Experiment 3 replicated the results pattern of Experiment 1. We included this experiment to increase the task difficulty in order to address the concern that the presence or absence of attentional capture at the earliest bin was due not to the difference in search strategies but to a difference in task difficulty. The same results patterns were observed in Experiments 1 and 3, even when general performance was reduced by inserting an additional mask. The results indicate that the null finding regarding attentional capture at the shortest temporal bin was not due to low task difficulty. Rather, the results support the idea that the singleton detection mode requires time to be effective compared with the feature search mode.

Finally, the target identification accuracies improved gradually regardless of observers’ strategies in the absence of distractor. This gradual improvement, attentional awakening, has been explained in terms of the time required for the visual system to prepare attention for optimal distribution over the central stream. In the study by Ariga and Yokosawa (2008), observers adopted the singleton detection mode to detect an oddball item among nontargets of homogeneous color. With this procedure, it is possible that the time required for the singleton detection mode to become effective could cause attentional awakening. However, a gradual improvement in accuracy also was found under the feature search mode. Thus, the occurrence of attentional awakening was caused not by the time required to prepare the singleton detection mode but by the development of attentional readiness or other effects, such as attentional capture by the onset of the stream.
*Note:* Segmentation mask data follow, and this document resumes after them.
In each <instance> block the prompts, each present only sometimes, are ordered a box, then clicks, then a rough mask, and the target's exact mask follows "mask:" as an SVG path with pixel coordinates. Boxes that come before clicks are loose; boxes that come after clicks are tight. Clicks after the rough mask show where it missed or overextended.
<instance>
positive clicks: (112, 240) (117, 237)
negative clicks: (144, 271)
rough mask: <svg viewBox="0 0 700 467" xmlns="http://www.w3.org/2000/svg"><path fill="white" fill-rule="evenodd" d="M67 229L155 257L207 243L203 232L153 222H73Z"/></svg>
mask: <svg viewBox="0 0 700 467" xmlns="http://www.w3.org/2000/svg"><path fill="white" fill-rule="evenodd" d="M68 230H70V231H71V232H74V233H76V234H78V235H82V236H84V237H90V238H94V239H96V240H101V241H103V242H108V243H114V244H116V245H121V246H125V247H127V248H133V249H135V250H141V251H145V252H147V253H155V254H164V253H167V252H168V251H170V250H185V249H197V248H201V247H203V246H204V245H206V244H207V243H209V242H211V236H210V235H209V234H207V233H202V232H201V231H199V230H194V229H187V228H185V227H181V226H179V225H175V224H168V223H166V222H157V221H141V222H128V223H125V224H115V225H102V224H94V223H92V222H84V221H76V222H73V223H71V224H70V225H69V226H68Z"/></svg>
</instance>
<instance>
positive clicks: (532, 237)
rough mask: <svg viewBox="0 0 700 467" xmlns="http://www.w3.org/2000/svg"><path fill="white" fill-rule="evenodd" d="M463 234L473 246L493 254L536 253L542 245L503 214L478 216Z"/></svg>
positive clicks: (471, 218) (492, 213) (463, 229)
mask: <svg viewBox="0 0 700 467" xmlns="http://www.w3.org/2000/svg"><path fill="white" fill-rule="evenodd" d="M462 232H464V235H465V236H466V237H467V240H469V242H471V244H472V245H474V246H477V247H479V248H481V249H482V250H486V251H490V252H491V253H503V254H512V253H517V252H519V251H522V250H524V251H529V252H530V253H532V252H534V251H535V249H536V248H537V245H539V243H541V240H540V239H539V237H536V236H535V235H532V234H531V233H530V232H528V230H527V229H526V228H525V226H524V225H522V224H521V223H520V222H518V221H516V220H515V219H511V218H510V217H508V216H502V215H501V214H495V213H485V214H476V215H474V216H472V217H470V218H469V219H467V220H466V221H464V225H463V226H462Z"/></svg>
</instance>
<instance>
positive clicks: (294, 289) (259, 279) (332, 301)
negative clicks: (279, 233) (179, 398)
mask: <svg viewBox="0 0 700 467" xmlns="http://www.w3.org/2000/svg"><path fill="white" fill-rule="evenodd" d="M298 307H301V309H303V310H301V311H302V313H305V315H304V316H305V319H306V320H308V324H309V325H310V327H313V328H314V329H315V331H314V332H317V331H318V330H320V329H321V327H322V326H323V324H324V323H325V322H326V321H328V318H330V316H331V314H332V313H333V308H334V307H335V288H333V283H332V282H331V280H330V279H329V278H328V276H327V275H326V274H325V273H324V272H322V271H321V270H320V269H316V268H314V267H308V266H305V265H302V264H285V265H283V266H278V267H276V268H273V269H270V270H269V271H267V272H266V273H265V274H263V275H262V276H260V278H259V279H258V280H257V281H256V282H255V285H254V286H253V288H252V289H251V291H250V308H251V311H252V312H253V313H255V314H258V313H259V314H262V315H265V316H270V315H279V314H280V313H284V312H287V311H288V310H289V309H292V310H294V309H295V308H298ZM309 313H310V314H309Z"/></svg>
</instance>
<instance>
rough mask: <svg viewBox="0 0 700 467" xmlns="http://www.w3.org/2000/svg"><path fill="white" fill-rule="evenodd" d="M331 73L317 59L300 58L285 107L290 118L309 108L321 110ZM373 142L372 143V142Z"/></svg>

Such an improvement in accuracy was not found under the distractor condition in the present study. Thus, one might argue that the temporal effect of top-down set found in the present study is unrelated to attentional capture. However, the presence of a distractor that matches the top-down attentional set prevented the improvement of accuracy under the distractor condition. As a result, an interaction between accuracy of the distractor-absent and that of the distractor conditions was found, providing the enhanced capture effect. This suggests that the lack of change in performance under the distractor condition reflects the temporal effect of the top-down set.